SSTA: Salient Spatially Transformed Attack
This addresses security risks for AI models in real-world applications by enhancing the stealthiness of adversarial attacks, though it is incremental as it builds on existing spatial transformation methods.
The paper tackles the problem of adversarial attacks on deep neural networks being easily detectable by humans due to noise-based methods, and proposes SSTA to craft imperceptible adversarial examples by applying smooth spatial transformations to critical image areas, achieving a 100% attack success rate while improving stealthiness.

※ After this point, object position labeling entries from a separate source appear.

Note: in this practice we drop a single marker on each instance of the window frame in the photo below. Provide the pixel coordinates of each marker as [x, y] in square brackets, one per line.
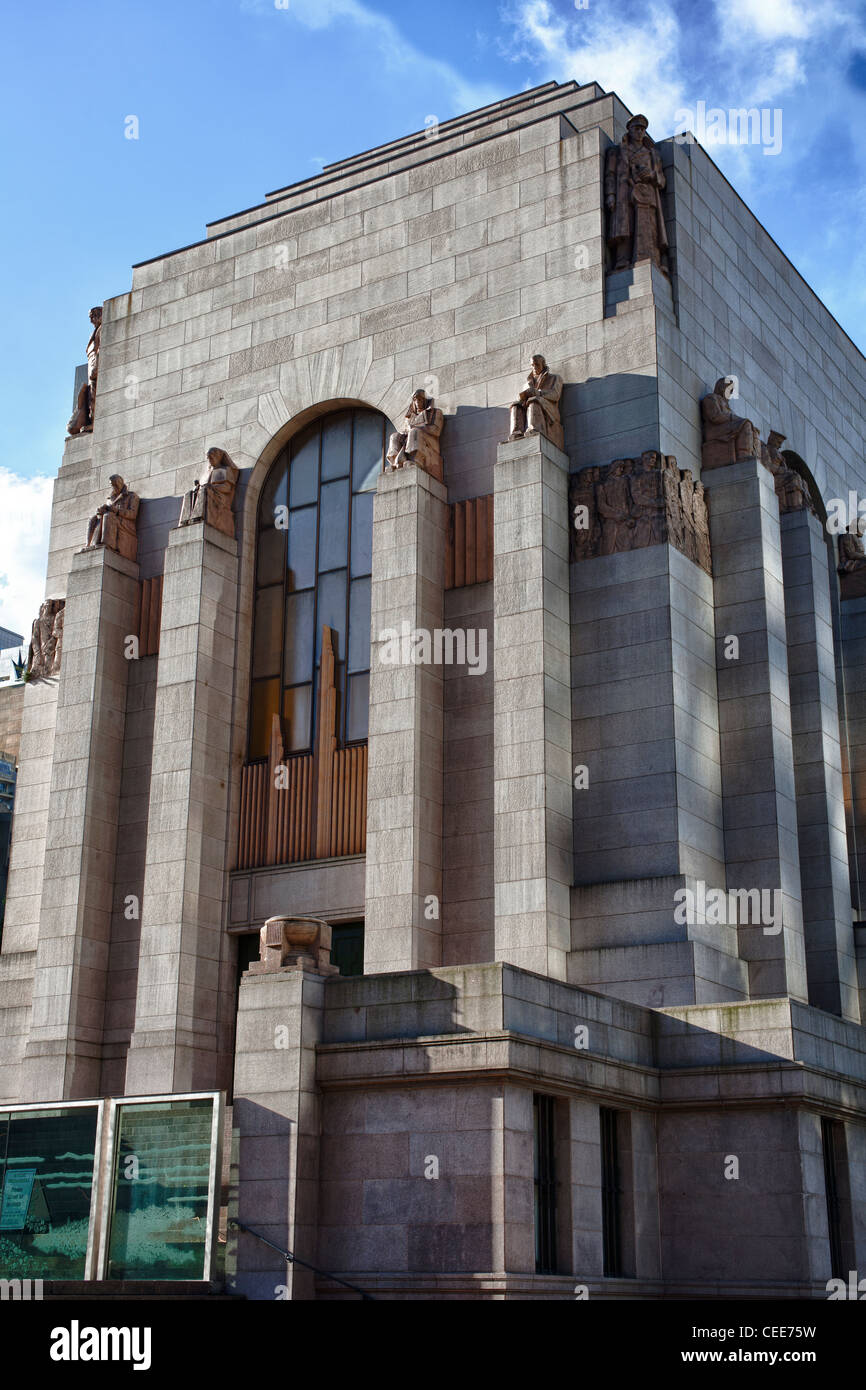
[313, 430]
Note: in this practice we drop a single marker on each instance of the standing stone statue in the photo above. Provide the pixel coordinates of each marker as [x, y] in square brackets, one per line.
[648, 501]
[726, 437]
[419, 442]
[615, 510]
[537, 406]
[687, 506]
[673, 506]
[57, 637]
[213, 495]
[114, 523]
[43, 656]
[634, 180]
[82, 420]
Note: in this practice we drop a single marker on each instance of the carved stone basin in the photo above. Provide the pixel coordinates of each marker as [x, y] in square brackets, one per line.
[300, 943]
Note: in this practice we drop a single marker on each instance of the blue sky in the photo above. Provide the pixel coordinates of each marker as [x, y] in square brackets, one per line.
[235, 97]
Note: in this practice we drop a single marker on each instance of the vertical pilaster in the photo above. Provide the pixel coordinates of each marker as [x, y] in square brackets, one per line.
[275, 1115]
[63, 1055]
[533, 830]
[818, 769]
[174, 1044]
[403, 927]
[755, 723]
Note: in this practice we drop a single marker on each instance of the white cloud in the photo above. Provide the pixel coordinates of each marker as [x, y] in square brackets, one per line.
[772, 20]
[638, 60]
[25, 510]
[398, 53]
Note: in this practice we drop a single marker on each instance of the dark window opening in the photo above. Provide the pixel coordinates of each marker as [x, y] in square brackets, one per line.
[313, 565]
[544, 1111]
[840, 1225]
[348, 947]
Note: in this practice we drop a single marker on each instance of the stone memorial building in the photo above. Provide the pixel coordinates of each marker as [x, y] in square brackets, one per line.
[444, 726]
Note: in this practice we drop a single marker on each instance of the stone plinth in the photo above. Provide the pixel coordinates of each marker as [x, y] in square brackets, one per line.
[648, 802]
[64, 1050]
[818, 769]
[403, 916]
[755, 722]
[531, 706]
[174, 1044]
[277, 1115]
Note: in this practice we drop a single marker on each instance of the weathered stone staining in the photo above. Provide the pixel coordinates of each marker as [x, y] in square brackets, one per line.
[852, 562]
[82, 420]
[211, 498]
[638, 502]
[727, 438]
[634, 181]
[535, 412]
[295, 944]
[46, 641]
[114, 523]
[419, 441]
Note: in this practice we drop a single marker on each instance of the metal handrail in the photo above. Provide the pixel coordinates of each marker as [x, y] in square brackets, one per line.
[295, 1260]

Extensive studies have demonstrated that deep neural networks (DNNs) are vulnerable to adversarial attacks, which brings a huge security risk to the further application of DNNs, especially for the AI models developed in the real world. Despite the significant progress that has been made recently, existing attack methods still suffer from the unsatisfactory performance of escaping from being detected by naked human eyes due to the formulation of adversarial example (AE) heavily relying on a noise-adding manner. Such mentioned challenges will significantly increase the risk of exposure and result in an attack to be failed. Therefore, in this paper, we propose the Salient Spatially Transformed Attack (SSTA), a novel framework to craft imperceptible AEs, which enhance the stealthiness of AEs by estimating a smooth spatial transform metric on a most critical area to generate AEs instead of adding external noise to the whole image. Compared to state-of-the-art baselines, extensive experiments indicated that SSTA could effectively improve the imperceptibility of the AEs while maintaining a 100\% attack success rate.